To “Like” Likester or not to “Like” Likester—that is the Question

  Likester—the self-proclaimed global popularity engine—is yet another utility designed to work with FaceBook. Google for reviews of  Likester, and you will find a lot of Likester enthusiasts, including repeated reports of Likester predicting winners of Ameican Idol.

There is a dark side of Likester.

The About_Likester page blithly says “When you sign up with Likester, you contribute your anonymous data (what you like), in exchange for seeing what everyone else likes. What you have “liked” is publicly available information anyway, so you’re not giving up any privacy to play here.” It’s one thing to have “likes” spread around one’s social network. The impact of compiling and reporting those “likes” is dramatically different—and can have consequences the end user never imagined.
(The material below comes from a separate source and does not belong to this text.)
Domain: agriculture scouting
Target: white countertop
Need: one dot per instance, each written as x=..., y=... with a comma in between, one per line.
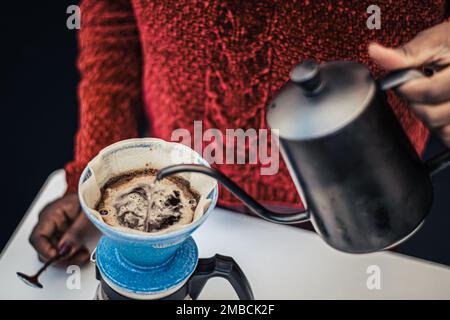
x=281, y=262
I do not like apparent self-contradiction. While the About_Likester page says that “Once you join (without filling out any forms, I might add),”  the Privacy Policy says “At several places on our Website or in connection with our services, we collect certain information you voluntarily provide to us that may contain personally identifiable information. For example, our customer registration page requests your full name, email address, company, and postal address.”
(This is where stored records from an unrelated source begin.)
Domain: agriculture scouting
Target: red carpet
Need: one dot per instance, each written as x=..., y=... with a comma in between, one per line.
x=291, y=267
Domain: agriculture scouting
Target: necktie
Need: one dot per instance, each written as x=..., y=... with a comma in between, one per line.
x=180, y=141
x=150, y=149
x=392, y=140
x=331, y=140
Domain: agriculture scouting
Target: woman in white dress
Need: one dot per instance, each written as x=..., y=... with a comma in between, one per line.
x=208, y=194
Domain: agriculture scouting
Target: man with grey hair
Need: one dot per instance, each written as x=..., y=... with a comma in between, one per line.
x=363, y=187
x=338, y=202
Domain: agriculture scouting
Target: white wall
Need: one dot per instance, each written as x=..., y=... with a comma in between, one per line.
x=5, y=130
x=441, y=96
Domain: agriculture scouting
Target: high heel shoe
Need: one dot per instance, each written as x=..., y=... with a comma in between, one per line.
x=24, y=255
I do not like tracking people who have not explicitly given their permission to a company that does not transparently explain how long they will keep a user’s location(s). Likester has yet to demonstrate a genuine business case for creating a “a heat map that shows you where the Likesters live” other than “We think this is really neat. We’re pretty geeky like that. ” The only people who would buy an attitude like that are under thirteen years old—the ones about whom their own privacy policy says “OtherPage’s services and the Website are not intended for and may not be used by children under the age of 13. ”

Sorry, Likester, but I think I’ll go read Shakespeare’s Hamlet instead.